Logo em Junho os resultados eleitorais foram ironicamente contestados por [Álvaro] Cunhal ao explicar a um jornal italiano que «o processo eleitoral não era mais do que um complemento marginal da dinâmica revolucionária»: sempre o fantasma de 1917, mantido num atraso mental e político de sessenta anos. O oficial mais culto e crítico dos Capitães de Abril, Melo Antunes, que assinara um famoso mas improfícuo Documento dos Nove de urgentes gáspeas no MFA [Movimento das Forças Armadas], comentou sibilinamente para um jornal francês que «os comunistas (tinham sido) lógicos para si próprios»... Encontrei-o, mais tarde, desiludido e lento, contratado pela UNESCO em Paris.
(...)
Cunhal entrara em paranóia; provocou afrontamentos no 1º de Maio seguinte e no caso simbólico da tomada do jornal República (terá o filme de Ginette Lavigne sido mostrado em Portugal?), levando, por inacreditável falta táctica, a uma manifestação enorme de resposta e apoio ao PS, três dias depois, em 22 de Maio – que me passou à porta, tendo-me nela levado até S. Pedro de Alcântara, facto único na minha biografia.

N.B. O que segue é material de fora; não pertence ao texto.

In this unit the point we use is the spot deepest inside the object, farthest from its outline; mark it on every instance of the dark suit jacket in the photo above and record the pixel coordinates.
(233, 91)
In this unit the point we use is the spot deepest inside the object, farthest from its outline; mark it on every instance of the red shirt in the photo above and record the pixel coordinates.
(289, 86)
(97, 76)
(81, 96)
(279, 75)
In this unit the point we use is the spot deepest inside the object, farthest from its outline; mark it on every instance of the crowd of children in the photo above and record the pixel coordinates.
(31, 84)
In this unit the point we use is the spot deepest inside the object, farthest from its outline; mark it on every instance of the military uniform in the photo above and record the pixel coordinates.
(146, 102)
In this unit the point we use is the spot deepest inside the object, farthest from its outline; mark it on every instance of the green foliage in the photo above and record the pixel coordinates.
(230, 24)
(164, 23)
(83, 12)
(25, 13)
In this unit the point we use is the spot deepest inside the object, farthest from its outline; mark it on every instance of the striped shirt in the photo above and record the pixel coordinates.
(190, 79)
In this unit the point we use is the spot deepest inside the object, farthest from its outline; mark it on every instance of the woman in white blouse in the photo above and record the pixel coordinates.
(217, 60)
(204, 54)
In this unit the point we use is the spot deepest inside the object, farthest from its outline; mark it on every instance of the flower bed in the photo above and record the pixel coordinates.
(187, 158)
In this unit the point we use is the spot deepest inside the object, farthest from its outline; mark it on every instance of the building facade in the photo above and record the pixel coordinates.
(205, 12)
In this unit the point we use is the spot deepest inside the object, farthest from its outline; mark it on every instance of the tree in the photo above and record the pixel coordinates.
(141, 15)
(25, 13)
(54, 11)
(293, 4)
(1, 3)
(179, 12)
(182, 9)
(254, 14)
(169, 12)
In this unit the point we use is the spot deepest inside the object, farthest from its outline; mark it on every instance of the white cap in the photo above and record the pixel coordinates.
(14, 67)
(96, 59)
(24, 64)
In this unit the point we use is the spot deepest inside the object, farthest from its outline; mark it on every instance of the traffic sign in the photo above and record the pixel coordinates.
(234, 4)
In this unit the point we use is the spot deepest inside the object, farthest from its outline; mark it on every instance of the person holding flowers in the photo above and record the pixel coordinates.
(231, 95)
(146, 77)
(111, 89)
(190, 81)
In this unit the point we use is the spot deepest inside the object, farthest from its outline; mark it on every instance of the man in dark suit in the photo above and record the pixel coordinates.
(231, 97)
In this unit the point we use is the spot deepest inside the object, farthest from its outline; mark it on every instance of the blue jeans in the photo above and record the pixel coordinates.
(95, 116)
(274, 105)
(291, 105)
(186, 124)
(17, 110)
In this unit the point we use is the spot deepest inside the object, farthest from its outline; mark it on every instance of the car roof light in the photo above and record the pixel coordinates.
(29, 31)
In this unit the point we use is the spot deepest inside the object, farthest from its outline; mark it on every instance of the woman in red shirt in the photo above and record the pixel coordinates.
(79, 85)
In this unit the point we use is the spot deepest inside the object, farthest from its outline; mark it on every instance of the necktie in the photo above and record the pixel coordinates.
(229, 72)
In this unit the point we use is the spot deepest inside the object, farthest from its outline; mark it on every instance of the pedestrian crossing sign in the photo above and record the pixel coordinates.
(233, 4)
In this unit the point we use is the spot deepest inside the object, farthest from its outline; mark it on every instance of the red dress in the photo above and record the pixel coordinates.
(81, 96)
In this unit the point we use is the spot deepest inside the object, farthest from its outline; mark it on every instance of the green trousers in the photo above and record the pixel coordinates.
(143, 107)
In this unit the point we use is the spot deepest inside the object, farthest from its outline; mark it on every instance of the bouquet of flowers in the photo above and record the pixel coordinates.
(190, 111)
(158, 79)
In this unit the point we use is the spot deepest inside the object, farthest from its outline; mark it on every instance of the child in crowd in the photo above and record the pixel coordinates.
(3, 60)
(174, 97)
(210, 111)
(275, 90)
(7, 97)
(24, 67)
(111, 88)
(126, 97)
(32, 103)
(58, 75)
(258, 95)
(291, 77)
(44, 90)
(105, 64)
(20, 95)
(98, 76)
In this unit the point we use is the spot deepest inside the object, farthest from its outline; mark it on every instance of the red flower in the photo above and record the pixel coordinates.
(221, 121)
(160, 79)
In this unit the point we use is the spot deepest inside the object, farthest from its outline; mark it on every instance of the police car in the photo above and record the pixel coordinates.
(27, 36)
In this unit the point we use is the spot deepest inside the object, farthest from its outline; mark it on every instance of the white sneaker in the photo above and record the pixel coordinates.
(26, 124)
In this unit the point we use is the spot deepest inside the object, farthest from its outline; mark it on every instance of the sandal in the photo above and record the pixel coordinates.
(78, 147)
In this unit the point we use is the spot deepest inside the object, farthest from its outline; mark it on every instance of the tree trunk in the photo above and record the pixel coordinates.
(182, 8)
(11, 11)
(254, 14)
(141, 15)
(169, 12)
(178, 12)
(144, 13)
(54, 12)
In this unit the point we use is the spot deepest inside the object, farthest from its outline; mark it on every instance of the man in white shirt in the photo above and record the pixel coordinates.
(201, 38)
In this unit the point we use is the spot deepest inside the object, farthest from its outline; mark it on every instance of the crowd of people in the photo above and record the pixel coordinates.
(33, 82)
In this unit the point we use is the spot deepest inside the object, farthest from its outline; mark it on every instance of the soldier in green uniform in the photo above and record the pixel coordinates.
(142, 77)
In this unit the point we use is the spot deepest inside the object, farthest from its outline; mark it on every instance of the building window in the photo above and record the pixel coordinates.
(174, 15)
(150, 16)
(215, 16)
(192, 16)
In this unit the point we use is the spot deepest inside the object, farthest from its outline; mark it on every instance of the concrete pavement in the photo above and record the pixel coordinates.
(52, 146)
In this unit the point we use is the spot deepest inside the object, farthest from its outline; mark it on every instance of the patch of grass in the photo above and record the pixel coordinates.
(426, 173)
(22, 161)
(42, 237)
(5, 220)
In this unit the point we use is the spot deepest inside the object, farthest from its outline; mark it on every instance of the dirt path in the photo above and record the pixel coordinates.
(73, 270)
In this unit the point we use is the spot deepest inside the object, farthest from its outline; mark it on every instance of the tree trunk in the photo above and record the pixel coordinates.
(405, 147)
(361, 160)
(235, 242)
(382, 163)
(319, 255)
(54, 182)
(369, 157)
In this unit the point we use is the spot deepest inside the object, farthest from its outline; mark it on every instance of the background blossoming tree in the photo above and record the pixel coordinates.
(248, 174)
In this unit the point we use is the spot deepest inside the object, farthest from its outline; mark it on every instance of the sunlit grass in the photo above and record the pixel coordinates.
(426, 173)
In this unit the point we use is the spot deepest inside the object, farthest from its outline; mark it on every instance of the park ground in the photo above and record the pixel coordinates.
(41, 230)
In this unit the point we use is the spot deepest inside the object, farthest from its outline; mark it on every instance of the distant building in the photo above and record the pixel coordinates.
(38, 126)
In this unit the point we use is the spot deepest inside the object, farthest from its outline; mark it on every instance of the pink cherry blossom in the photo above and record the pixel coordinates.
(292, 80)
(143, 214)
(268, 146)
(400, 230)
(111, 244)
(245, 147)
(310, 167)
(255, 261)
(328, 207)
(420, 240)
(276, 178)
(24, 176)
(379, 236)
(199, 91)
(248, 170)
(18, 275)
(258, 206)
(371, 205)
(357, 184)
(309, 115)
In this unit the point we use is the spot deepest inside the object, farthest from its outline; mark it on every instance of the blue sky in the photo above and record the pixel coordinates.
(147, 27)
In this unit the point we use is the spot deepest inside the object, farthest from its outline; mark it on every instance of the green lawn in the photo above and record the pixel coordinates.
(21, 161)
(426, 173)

Como não desejaria iludir-se Cunhal se, dias atrás, a Associação Portuguesa de Escritores, num congresso dominado pelos comunistas, ao fim aclamara Vasco Gonçalves, a pé e unânime? Não terei sido única mas sem dúvida rara excepção, ao ficar sentado, na sala sobreexcitada, à vinda ao palco do coronel primeiro-ministro que discursou qualquer coisa a propósito de tanto sucesso...
Não fui, porém, excepção, na minha própria comunicação (que publiquei no Jornal Novo), friamente recebida, como a de Sophia [Mello Breyner], voltadas ambas para uma liberdade de criação e de expressão que nos parecia ser condição necessária da revolução que muitos de nós ali presentes (embora nem sempre capazes de reivindicar a sua natureza) tínhamos ajudado a fazer. Enfim...
Pouco antes, o Eduardo Lourenço procurara-me na Universidade, com o José Augusto Seabra e um texto-proclamação contra a ditadura intelectual que se instaurava. Redigira-o ele, aumentara-o o Seabra, e devia acrescentá-lo eu, mas disso me abstive para evitar mais confusões de estilo, e apenas o subscrevi. Outras assinaturas o apoiaram depois, como a de Sophia de Mello Breyner (e de quem mais?) que apareceram na publicação da imprensa, que não encontro» (Memórias para o Ano 2000, pp. 242-243).